Extendió la mano y la sacó del todo. Su gesto fue casi desesperado. Se sentía peor de lo que pensaba cuando despertó. No tenía sensibilidad en los dedos, y el dolor en sus brazos y piernas parecía extenderse por sus articulaciones. También sentía náuseas. Cuando eructó, un olor pestilente surgió de su estómago e inundó su traje. Era el olor de la carne podrida, el hedor de sus entrañas corrompidas.

Acercó el pequeño caparazón verdiazul a su cara, pero los ojos le fallaban tan deprisa como el resto de su cuerpo. Daba igual cuánto intentara escudriñar a través de la fina capa de su traje, lo único que veía era un borrón de color impreciso con patas diminutas. Transcurridos unos segundos se dio por vencido. Se agachó y dejó la forma de insecto con cuidado en el suelo rocoso frente a él. Casi esperaba que saliera corriendo y se refugiara en uno de los paraguas, pero en vez de eso correteó sin rumbo durante medio minuto, en círculos, antes de paralizarse.

¿Respondía cada uno de aquellos pequeños robots verdiazules, si de robots se trataba, ante su propio paraguas particular? Drake se agachó, con la mirada borrosa y mareado, y dejó el paraguas cerca del inmóvil brillo turquesa. De inmediato se escuchó un chasquido atiplado y un zumbido. El escarabajo perdido corrió al encuentro del paraguas y desapareció en su interior. Era como si el uno sirviera de hogar al otro, al menos la mayor parte del tiempo; si se trataba de formas modificadas biológicamente, debían de ser simbióticas.

Los paraguas volvían a moverse, atravesando juntos un terreno liso. Drake los siguió. La superficie era tan uniforme y estaba tan sumamente pulida que se preguntó si no sería un artefacto el mundo entero. La elevada curvatura indicaba que el objeto no debía de tener más de unas cuantas decenas de kilómetros de diámetro. Construir algo así sería un juego de niños para la tecnología que mucho antes había sido capaz de convertir Urano en un nuevo sol y cambiar la faz entera del sistema solar.

Husmeó y percibió otra vez el hedor a carnicería de su cuerpo dentro del traje. A lo largo de los siglos y los milenios tendría que haber aprendido a no dar exagerados saltos de lógica. ¿Qué pruebas tenía de que el avance de la tecnología hubiera sido uniforme, siempre en la dirección del progreso? Ya conocía tres eras en las que la definición de la palabra «progreso» había cambiado, y desde entonces había habido tiempo de sobra para otras cien o mil transiciones parecidas.
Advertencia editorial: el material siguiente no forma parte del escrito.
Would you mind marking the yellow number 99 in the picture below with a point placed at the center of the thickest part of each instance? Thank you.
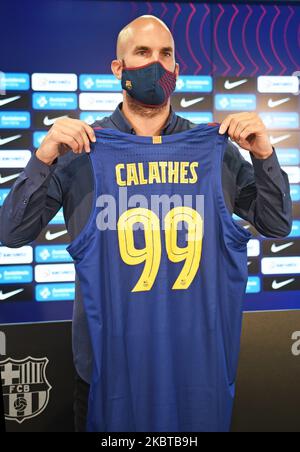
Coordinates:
(151, 254)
Lo cierto era que nada de lo que había visto en esta resurrección indicaba una progresión metódica de la civilización de tiempos de Ariel a esta. Aparte de la astronomía elemental, todo parecía escapar a sus conocimientos y comprensión.

Además, ¿dónde estaba Milton? Drake se acordó de su Servidor por primera vez desde su resurrección. No lograba imaginarse a Milton desertando, mientras el Servidor conservara su consciencia. Otra muestra más del tiempo transcurrido mientras él dormitaba en su continente electrónico.

Los paraguas habían avanzado constantemente alrededor de la curva de la superficie. La cima de un edificio despuntaba en el horizonte. Al acercarse, Drake vio que formaba una pirámide truncada, con sus relucientes paredes de oro proyectándose hacia el cielo cuajado de estrellas. Los paraguas lo condujeron a una puerta abierta, de aproximadamente medio metro de lado, sita en la base del edificio. Apenas si era lo bastante grande, pero Drake se tumbó boca abajo y gateó poco a poco, siguiendo a los paraguas por un túnel en espiral que ascendía suavemente. Había otra pared traslúcida al final. Empujó esa membrana y se encontró en una cámara tenuemente iluminada de unos dos metros de lado por dos de alto. El suelo volvía a ser la sábana pegajosa y lechosa sobre la que había despertado. Las paredes lucían aberturas redondas de treinta centímetros de diámetro, ventanas que daban a la pulida superficie exterior y el mareante campo de estrellas. El centro de la cámara lo ocupaba una columna transparente llena de un burbujeante líquido rosa. Había docenas de paraguas negros desperdigados por el suelo, y otra media docena de ellos alojados en un juego de estrechas aberturas como bocas de buzón que se alzaban verticalmente contra una de las paredes.